Oscar ads just $1 million less than Super Bowl ads - Oscar Buzz

As we near the February 2nd Anne Hathaway-hosted Oscar Nominations announcement meeting (which this blogger really should have been able to attend and AMPAS Leslie Unger should pay attention here), ad execs are looking to TV ratings for it as the big key to how well Oscar ads will perform this year. In 2010, and for the first time in recent memory, 2010 Super Bowl ads are just about $1 million greater than Oscar ads.

Because of the massive economic downturn, Super Bowl ads once priced at $3 million are now going for only $2.5 million; Oscar ads that could have closed the gap to less than $1 million are actually under-priced at $1.3 million, according to AdAge.com's Brian Steinberg.

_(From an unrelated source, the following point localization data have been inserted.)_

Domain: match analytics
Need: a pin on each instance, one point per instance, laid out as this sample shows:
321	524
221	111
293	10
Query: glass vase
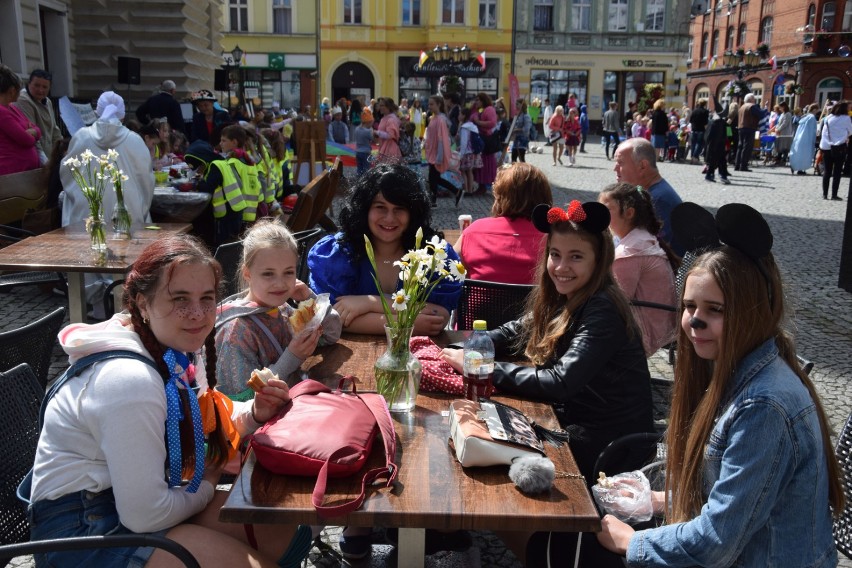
398	371
121	221
95	226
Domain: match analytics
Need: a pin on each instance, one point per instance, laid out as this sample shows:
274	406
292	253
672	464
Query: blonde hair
265	234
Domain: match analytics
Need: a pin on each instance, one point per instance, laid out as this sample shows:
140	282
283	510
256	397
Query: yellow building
370	49
279	44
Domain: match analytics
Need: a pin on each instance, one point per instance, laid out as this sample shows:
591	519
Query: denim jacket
766	483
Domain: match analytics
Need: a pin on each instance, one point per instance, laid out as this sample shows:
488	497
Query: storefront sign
432	68
646	64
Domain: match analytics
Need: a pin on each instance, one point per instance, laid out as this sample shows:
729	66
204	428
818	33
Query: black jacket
598	380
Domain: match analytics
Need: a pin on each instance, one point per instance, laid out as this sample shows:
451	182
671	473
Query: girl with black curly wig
387	205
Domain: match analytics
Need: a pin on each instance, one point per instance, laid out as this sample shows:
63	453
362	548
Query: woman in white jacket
99	466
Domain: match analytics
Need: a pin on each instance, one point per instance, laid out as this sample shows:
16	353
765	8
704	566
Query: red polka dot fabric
438	375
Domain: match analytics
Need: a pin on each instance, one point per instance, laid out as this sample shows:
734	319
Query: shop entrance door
352	76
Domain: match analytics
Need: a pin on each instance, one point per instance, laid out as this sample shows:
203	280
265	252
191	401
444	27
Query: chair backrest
495	302
229	256
306	240
843	523
21	394
22	191
32	344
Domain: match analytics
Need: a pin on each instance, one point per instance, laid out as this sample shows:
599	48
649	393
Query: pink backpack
327	433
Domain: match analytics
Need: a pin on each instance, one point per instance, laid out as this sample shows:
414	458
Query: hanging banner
514	94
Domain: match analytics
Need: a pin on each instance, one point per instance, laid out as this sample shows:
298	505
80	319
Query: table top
432	490
68	249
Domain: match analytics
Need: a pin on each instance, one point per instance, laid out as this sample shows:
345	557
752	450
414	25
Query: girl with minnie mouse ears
588	355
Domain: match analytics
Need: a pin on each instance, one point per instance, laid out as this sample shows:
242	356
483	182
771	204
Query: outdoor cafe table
432	489
68	250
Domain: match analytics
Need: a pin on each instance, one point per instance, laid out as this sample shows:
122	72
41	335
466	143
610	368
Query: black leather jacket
598	380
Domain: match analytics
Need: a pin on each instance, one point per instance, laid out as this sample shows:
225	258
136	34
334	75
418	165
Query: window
581	15
282	16
410	12
617	21
239	15
487	13
828	10
766	31
351	11
452	11
655	15
555	84
543	15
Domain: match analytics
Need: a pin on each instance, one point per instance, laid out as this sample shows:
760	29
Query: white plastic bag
626	496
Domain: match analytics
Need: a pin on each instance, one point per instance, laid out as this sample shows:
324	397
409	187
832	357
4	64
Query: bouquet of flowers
420	270
92	173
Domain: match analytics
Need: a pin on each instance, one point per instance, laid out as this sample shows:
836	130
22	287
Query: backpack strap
24	490
377	406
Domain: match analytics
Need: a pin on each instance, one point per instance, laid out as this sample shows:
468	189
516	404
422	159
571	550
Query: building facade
80	43
602	51
371	49
802	50
279	41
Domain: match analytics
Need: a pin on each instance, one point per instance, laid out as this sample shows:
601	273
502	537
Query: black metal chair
11	280
22	396
32	344
229	256
495	302
843	523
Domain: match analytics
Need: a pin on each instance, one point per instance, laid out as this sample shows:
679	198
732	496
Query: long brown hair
157	262
554	312
753	313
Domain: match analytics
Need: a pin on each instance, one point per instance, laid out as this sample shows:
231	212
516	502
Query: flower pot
398	371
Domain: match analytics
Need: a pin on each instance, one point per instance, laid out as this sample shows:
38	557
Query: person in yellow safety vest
235	144
222	221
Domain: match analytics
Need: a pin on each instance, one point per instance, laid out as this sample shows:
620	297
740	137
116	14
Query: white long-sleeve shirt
106	428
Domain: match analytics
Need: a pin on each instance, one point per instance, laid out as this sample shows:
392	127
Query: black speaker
129	70
220	79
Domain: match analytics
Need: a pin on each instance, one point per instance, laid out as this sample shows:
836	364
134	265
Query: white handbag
490	433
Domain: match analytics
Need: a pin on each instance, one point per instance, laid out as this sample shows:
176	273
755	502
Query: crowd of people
737	382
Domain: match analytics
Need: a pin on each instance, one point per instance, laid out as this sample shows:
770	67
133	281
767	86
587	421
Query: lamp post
234	58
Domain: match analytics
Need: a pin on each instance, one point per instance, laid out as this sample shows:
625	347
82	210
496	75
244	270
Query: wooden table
68	250
432	490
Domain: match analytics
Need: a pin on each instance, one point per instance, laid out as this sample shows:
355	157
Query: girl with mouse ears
751	477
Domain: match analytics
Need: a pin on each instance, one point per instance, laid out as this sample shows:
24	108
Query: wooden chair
22	395
20	192
843	523
495	302
32	344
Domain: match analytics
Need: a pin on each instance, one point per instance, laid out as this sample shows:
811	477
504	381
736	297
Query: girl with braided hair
644	266
120	438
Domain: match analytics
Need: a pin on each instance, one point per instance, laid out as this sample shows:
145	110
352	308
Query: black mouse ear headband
591	216
736	225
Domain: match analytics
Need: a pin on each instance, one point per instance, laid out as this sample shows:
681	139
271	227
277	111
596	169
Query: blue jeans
84	514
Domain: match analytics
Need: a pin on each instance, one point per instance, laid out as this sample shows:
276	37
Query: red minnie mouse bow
574	213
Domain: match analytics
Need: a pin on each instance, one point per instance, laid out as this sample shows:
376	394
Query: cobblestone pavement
808	233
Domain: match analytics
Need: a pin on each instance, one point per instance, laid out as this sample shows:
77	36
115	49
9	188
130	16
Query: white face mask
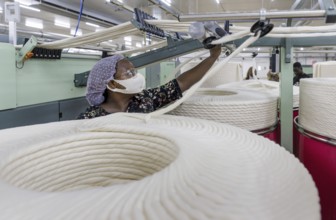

Last year's Oscar telecast cost advertisers around $1.4 million for a 30-second ad, down significantly from 2008, when a 30-second spot commanded as much as $1.82 million...


And Steinberg reports that price is about the same this year. There are two factors: first, Oscar ratings have been horrible, with a near-decade-long drop that stopped last year because of the anticipated buzz surrounding The Dark Knight after the death of Heath Leadger, who was nominated for and won Oscar Best Supporting Actor for his roll as "The Joker". Second, the economy itself.

Oscar observers are counting on the fact that the Best Picture race will consists of ten movies, and not five, and now the winner will be selected with Preference voting.

To the extent AMPAS can communicate that this year's Best Picture competition is really a race, and it's not one already decided by Avatar's Golden Globe Best Picture win, Oscar ratings will go up.

The key is not the ratings for the February 2nd Anne Hathaway-hosted Oscar Nominations announcement meeting, but the buzz after it, including Twitter.

That's something Leslie Unger's staff must track.